İslam Peygamberi Hz. Muhammed aleyhindeki karikatürler üzerine başlayan ve ajitatif açıklama ve uygulamalarıyla başta Fransa Müslümanları olmak üzere bütün İslam dünyasını huzursuz eden Macron yanlış anlaşıldığını iddia etti. El Cezire’ye yaptığı açıklamayı dikkatlice okudum. Zahiren bütün Müslümanların her kelimesine katılacağı bir açıklamaydı. Kendisinin İslam’a ve Müslümanlara karşı olmadığını, bilakis Müslümanları da hedef alan radikalizme karşı olduğunu söyledi. Bu ifadelerinin yanı sıra, karikatürler konusundaki yaklaşımının da onları desteklemek veya Müslümanları incitmek değil, Fransa’nın savunduğu fikir özgülüğüne bağlılığı çerçevesinde olduğunu iddia etti.

Ben sıradan ve zihniyet sabıkası olmayan herhangi birinin bu açıklamasını kabul edebilirim. Lakin söz konusu Macron olunca doğrusu samimi bulmakta zorlanırım. Zira Macron post-modern jakobenizmin temsilcisidir. Sözü ile davranışı birbirine uymayan bir siyasetçidir. Kaldı ki bu anlayışın, Fransız İhtilali akabinde fikir özgürlüğünü savunma iddiasıyla, bir milyona yakın Fransız’ın kanını emen jakobenleri ürettiğini; ardından özellikle Afrika’da; hatta “özgürlükçü düşünce” bayrağıyla ulaştıkları her yerde milyonlarca Müslümanın kanını akıttıklarını unutmak mümkün mü?
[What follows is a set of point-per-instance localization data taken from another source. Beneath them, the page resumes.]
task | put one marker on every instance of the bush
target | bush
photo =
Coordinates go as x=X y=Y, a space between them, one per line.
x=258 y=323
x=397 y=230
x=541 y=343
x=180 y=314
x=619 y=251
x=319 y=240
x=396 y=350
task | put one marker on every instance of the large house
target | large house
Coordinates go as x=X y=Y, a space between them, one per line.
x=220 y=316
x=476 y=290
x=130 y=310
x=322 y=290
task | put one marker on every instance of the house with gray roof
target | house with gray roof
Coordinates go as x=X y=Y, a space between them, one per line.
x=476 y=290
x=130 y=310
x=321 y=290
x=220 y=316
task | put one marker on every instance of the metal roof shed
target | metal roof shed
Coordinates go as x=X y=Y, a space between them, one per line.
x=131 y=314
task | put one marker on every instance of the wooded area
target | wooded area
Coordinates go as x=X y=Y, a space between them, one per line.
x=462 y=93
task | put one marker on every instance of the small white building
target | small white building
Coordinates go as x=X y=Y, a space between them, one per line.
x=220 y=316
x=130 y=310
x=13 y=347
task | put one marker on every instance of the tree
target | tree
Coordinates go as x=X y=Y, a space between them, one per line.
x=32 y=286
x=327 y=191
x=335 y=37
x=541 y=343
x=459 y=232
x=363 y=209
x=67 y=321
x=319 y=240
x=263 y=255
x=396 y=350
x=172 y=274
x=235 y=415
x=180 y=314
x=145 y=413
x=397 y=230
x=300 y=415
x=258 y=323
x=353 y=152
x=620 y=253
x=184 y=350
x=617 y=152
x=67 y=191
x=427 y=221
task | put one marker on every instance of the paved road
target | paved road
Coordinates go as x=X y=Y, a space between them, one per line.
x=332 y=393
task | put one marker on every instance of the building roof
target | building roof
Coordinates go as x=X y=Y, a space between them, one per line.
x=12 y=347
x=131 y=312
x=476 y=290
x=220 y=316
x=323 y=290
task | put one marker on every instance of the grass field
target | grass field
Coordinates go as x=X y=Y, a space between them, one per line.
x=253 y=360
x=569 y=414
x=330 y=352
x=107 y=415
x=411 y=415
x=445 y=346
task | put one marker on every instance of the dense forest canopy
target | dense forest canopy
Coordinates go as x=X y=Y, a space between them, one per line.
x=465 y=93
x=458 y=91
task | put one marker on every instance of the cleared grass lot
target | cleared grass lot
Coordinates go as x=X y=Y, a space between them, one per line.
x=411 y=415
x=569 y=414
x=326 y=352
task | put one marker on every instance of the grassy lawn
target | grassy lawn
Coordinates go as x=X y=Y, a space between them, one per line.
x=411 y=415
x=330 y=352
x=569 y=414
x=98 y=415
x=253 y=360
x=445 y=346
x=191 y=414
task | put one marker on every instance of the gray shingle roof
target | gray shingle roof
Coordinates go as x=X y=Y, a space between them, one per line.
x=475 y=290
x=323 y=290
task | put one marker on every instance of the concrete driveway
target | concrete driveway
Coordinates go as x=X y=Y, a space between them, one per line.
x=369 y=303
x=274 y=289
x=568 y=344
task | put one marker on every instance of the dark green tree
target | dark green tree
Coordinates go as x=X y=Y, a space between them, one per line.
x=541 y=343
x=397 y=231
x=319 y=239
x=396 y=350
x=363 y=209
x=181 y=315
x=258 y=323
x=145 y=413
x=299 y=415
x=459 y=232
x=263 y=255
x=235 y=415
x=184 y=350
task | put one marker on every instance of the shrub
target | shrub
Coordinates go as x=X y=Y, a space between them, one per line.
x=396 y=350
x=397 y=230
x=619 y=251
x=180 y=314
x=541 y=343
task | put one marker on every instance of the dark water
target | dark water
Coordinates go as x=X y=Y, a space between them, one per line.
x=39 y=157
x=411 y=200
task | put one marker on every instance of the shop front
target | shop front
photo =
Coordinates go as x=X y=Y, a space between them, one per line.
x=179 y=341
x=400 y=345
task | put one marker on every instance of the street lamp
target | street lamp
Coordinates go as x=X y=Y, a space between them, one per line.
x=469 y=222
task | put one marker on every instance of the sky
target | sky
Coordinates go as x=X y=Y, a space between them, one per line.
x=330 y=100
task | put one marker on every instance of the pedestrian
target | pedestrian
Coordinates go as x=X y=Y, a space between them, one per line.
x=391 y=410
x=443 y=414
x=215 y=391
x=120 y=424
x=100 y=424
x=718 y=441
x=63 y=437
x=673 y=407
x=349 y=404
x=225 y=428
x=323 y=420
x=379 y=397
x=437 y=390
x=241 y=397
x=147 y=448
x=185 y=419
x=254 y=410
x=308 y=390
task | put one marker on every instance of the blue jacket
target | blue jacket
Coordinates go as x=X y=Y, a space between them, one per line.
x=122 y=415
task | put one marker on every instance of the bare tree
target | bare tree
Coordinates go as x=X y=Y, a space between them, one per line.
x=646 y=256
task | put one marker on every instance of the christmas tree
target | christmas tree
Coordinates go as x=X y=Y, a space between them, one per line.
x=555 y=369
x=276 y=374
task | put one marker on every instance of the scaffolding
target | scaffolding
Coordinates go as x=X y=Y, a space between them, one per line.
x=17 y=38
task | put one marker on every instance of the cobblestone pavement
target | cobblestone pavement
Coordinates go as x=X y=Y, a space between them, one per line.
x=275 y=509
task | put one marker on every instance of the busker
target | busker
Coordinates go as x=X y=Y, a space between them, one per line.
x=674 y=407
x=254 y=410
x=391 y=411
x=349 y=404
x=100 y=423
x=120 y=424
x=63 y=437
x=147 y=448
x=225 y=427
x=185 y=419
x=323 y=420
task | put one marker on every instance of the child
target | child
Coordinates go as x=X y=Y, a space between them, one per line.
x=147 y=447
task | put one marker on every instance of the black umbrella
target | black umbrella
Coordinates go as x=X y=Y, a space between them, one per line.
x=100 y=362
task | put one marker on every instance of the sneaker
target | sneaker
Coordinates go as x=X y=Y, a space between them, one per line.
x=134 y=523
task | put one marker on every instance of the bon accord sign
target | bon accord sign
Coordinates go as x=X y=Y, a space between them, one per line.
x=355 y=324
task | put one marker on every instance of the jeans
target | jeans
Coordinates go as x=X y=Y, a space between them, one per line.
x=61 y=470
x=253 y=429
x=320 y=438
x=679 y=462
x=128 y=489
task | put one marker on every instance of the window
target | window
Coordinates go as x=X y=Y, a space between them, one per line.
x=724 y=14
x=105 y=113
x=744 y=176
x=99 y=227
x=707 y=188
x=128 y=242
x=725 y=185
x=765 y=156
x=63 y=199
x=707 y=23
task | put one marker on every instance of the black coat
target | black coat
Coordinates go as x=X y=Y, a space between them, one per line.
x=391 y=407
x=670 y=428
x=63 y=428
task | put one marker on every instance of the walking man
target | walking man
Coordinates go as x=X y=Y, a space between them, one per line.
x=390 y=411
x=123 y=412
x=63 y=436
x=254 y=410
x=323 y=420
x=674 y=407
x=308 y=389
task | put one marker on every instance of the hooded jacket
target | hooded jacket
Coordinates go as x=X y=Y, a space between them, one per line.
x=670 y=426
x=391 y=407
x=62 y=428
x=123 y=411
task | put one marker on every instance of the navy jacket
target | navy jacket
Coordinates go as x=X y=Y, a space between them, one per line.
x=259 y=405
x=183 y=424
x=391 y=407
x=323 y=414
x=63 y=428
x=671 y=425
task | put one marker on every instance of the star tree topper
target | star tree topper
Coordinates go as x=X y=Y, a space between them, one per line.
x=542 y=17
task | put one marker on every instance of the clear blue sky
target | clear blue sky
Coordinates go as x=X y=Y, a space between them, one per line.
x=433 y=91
Fransa, ürettiği kavramları, Makyavelci siyasetin yani kendisini hedefe vardıran meşru araçlar olarak kullanmaktadır. Macron’un örnek aldığı Napolyon’a bakarsanız bu dediğimi anlarsınız. Napolyon, tarih boyunca himayesini gördükleri, ticari imtiyazlar ile servetinden palazlandıkları Osmanlı Devleti’nin toprağı olan Mısır’ı işgal ederken bile mertçe davranmamıştır. Fransız Hariciye Nazırı Talleyrand, Osmanlı elçisinin açıkça sorduğu soruya kaçamak cevap verirken –tabii elçinin eşekliği başka-, Napolyon da Mısır halkına, Osmanlı adına bölgede güvenliği sağlamaya geldiğini, Besmele ile başlayan, ‘Kelime-i Tevhid’le devam eden beyannameler neşrederek yalan söylemiştir.

Burada söylediklerim tarihin tescil ettiği hakikatlerdir. Macron, insanlığa özgür düşünce ilham eden Fransız filozoflarını değil, bu istisnai ve yıkıcı kesimi temsil etmektedir. Dolaysısıyla yaptığı açıklama da inandırıcılıktan uzak, tam da tıynetine uygun bir aldatmacadır. Fransız Müslümanları arasında meydana gelen huzursuzluk ve kısa zamanda Fransız mallarına karşı başlatılan boykot, Macron’un lakırdı geliştirmesine sebep olmuştur. Bu yüzden İfadeleri samimi bir itiraf değildir, bilakis iktidarda olduğu süre boyunca hep yaptığı gibi yalana sarılmaktır. Özellikle de “fikir özgürlüğü” savunucusu yalanına.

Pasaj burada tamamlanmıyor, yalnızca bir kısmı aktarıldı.